Updated on July 29, 2022

Comments

  • Nishutosh Sharma
    Nishutosh Sharma almost 2 years

    I am using jasmine for testing my angular controllers. I am catching errors and success in the .then(successCallback, errorCallback) Although it is working fine on the bases of live functionality but am confused how to write a spy for returning an error as it is always caught in the successCallback()

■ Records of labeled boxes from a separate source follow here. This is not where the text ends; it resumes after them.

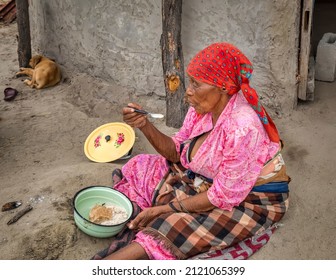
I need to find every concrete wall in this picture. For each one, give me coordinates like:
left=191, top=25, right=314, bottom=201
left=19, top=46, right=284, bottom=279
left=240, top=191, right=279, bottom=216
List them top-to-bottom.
left=30, top=0, right=300, bottom=115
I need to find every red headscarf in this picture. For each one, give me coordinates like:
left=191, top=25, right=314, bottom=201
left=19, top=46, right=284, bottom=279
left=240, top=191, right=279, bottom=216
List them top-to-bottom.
left=187, top=43, right=280, bottom=143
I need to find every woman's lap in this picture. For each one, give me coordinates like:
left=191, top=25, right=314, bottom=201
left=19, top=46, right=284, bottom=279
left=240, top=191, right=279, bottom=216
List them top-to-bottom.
left=114, top=155, right=168, bottom=209
left=136, top=185, right=288, bottom=259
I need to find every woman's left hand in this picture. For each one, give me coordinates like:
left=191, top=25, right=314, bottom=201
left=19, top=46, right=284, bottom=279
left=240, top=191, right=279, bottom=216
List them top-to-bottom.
left=128, top=205, right=172, bottom=230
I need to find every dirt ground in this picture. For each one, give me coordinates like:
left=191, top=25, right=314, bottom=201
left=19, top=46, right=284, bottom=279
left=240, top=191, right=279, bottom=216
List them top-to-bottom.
left=0, top=22, right=336, bottom=260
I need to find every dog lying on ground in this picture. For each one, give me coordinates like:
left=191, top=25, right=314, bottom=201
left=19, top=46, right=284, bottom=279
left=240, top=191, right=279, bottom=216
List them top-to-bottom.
left=16, top=55, right=61, bottom=89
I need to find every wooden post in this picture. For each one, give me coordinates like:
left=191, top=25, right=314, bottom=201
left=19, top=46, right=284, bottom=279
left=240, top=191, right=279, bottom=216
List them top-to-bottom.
left=15, top=0, right=31, bottom=67
left=161, top=0, right=188, bottom=128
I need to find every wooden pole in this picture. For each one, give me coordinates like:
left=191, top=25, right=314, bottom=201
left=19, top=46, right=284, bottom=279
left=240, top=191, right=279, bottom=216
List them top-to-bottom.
left=15, top=0, right=31, bottom=67
left=161, top=0, right=188, bottom=128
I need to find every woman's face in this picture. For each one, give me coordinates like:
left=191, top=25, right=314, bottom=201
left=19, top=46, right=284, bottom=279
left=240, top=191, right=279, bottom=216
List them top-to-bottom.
left=186, top=75, right=223, bottom=114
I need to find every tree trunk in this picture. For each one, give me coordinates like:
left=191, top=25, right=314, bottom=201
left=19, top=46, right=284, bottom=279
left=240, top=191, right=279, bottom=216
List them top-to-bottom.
left=15, top=0, right=31, bottom=67
left=161, top=0, right=188, bottom=128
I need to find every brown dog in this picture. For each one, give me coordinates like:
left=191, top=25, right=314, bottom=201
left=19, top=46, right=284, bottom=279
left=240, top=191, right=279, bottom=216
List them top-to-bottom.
left=16, top=55, right=61, bottom=89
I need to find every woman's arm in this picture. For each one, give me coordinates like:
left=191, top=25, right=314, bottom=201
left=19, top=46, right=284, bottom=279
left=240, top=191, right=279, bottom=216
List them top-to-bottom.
left=123, top=103, right=180, bottom=162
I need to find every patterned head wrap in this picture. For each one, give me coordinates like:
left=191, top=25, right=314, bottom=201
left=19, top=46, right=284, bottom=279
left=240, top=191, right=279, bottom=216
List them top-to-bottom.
left=187, top=43, right=280, bottom=143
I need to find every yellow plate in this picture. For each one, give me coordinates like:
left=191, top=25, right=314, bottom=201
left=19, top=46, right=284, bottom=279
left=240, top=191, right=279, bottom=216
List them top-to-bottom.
left=84, top=122, right=135, bottom=162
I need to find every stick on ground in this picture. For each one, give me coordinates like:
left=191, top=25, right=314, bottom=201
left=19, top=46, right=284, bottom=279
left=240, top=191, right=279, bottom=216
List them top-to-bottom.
left=7, top=205, right=33, bottom=225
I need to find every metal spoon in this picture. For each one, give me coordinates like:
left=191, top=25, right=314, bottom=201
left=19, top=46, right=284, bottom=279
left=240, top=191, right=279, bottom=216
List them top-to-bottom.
left=127, top=106, right=164, bottom=119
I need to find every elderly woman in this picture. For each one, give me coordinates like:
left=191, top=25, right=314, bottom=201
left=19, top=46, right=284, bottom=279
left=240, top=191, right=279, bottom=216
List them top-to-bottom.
left=94, top=43, right=289, bottom=260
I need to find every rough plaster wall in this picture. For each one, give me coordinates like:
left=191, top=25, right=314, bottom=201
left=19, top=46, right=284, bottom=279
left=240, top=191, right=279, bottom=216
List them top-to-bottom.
left=30, top=0, right=300, bottom=115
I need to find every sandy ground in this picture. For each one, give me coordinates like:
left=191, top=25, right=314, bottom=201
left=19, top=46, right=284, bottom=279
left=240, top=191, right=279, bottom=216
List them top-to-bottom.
left=0, top=23, right=336, bottom=260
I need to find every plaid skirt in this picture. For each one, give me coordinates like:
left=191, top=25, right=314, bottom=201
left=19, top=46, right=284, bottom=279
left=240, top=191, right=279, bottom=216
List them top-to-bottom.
left=142, top=178, right=288, bottom=259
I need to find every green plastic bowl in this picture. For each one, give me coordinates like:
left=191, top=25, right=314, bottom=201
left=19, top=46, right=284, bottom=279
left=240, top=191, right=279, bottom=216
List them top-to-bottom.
left=73, top=186, right=133, bottom=238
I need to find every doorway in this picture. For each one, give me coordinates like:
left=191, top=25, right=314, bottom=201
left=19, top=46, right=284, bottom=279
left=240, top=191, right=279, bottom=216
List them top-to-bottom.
left=297, top=0, right=336, bottom=101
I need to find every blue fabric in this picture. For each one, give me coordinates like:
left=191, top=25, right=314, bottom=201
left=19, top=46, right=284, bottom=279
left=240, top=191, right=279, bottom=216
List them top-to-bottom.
left=251, top=182, right=289, bottom=193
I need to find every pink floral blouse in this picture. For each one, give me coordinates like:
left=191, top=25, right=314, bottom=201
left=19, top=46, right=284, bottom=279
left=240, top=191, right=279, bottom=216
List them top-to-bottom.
left=114, top=93, right=279, bottom=210
left=173, top=93, right=279, bottom=210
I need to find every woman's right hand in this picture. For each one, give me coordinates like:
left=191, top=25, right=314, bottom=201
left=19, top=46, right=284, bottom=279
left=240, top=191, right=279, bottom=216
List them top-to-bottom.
left=122, top=103, right=148, bottom=128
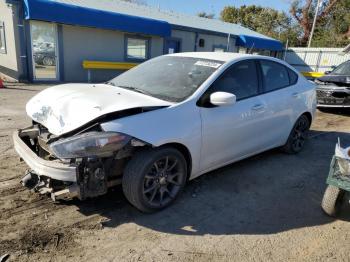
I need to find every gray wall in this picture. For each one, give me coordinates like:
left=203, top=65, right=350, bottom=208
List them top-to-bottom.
left=0, top=0, right=19, bottom=77
left=59, top=25, right=163, bottom=82
left=171, top=30, right=196, bottom=52
left=197, top=34, right=236, bottom=52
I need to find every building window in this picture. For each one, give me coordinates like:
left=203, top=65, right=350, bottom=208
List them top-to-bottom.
left=0, top=21, right=6, bottom=53
left=126, top=37, right=149, bottom=60
left=213, top=45, right=226, bottom=53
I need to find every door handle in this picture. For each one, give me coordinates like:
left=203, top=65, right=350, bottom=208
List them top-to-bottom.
left=292, top=92, right=299, bottom=98
left=252, top=104, right=265, bottom=111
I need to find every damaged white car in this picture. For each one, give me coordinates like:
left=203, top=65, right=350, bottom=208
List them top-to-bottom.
left=13, top=53, right=316, bottom=212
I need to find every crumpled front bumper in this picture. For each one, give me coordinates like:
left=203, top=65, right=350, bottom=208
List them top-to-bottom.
left=13, top=130, right=77, bottom=182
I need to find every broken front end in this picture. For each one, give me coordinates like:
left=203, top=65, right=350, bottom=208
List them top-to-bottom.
left=13, top=124, right=145, bottom=200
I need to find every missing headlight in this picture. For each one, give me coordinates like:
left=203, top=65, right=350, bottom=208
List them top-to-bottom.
left=50, top=132, right=131, bottom=159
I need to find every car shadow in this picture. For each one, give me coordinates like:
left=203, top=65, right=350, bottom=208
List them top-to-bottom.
left=318, top=107, right=350, bottom=116
left=68, top=131, right=350, bottom=235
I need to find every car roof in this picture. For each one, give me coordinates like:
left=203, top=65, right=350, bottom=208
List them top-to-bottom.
left=168, top=52, right=268, bottom=62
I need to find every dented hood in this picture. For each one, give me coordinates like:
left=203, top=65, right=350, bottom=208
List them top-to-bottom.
left=26, top=84, right=172, bottom=136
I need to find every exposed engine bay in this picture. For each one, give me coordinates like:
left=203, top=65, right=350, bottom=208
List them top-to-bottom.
left=18, top=114, right=147, bottom=200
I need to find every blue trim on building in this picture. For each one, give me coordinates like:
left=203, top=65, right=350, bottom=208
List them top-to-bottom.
left=24, top=0, right=171, bottom=37
left=236, top=35, right=283, bottom=51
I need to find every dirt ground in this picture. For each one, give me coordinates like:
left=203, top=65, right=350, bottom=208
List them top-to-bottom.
left=0, top=85, right=350, bottom=261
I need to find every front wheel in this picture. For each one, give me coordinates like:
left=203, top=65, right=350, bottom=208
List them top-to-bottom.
left=282, top=115, right=311, bottom=154
left=122, top=147, right=187, bottom=213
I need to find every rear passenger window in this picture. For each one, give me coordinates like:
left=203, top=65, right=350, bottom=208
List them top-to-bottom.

    Following is the controller :-

    angular.module('myApp')
    .controller('LoginCtrl', function ($scope, $location, loginService, SessionService) {
        $scope.errorMessage = '';
    
        $scope.login = function () {
    
          var credentials = {
              email: this.email,
              password: this.password
          };
    
         SessionService.resetSession();
         var request = loginService.login(credentials);
    
         request.then(function(promise){ //successfull callback
            if (promise['status'] === 200){
                 //console.log('login');
                $location.path('/afterloginpath');
            }
          },
         function(errors){  //fail call back
          //  console.log(errors);
            $location.path('/login');
         });
        };
    });
    

    My test case :-

    'use strict';
    
    describe('Controller: LoginCtrl', function () {
    
      // load the controller's module
      beforeEach(module('myApp'));
    
      var LoginCtrl, scope, location, login, loginReturn, session;
      var credentials = {'email': '[email protected]', 'password': 'admin123'};
    
      // Initialize the controller and a mock scope
     beforeEach(inject(function ($controller, $rootScope, $location, _loginService_, _SessionService_) {
    
        scope = $rootScope.$new();
        LoginCtrl = $controller('LoginCtrl', {
          $scope: scope
        });
    
        location = $location;
        login = _loginService_;
        session = _SessionService_;
        scope.errorMessage = '';
        spyOn(login, "login").andCallFake(
          function(){
            return {
              then: function(response){
                response(loginReturn);
              }
            }
          }
        );
    
        spyOn(session, "setName").andCallFake(function(){
          return true;
        });
      }));
    
      it('should go to login when login fail', function () {
        loginReturn = function(){
          return{
            successfullyCallback: {throwError:true},
            failCallback: {status: 400, 'data' : {'errors' : [{"type":"invalid_data","target":"email,password"}]}}
          }
        };
    
        var wrong_creds = {email: '[email protected]', password: 'wrong_password'};
        scope.email = wrong_creds.email;
        scope.password = wrong_creds.password;
    
    scope.login();
    
        expect(location.path()).toBe("/login");
        expect(scope.errorMessage).toBe('username or password combination is invalid');
      });
    
    });
    
  • Nishutosh Sharma
    Nishutosh Sharma almost 10 years
    It works, we can also call scope.$apply() is also works for me
  • ivarni
    ivarni almost 10 years
    scope.$apply() works because it triggers scope.$digest() but $apply() is meant to be called with an expression so I tend to prefer using $digest() instead. Take a look at docs.angularjs.org/api/ng/type/$rootScope.Scope#$apply for the difference between them.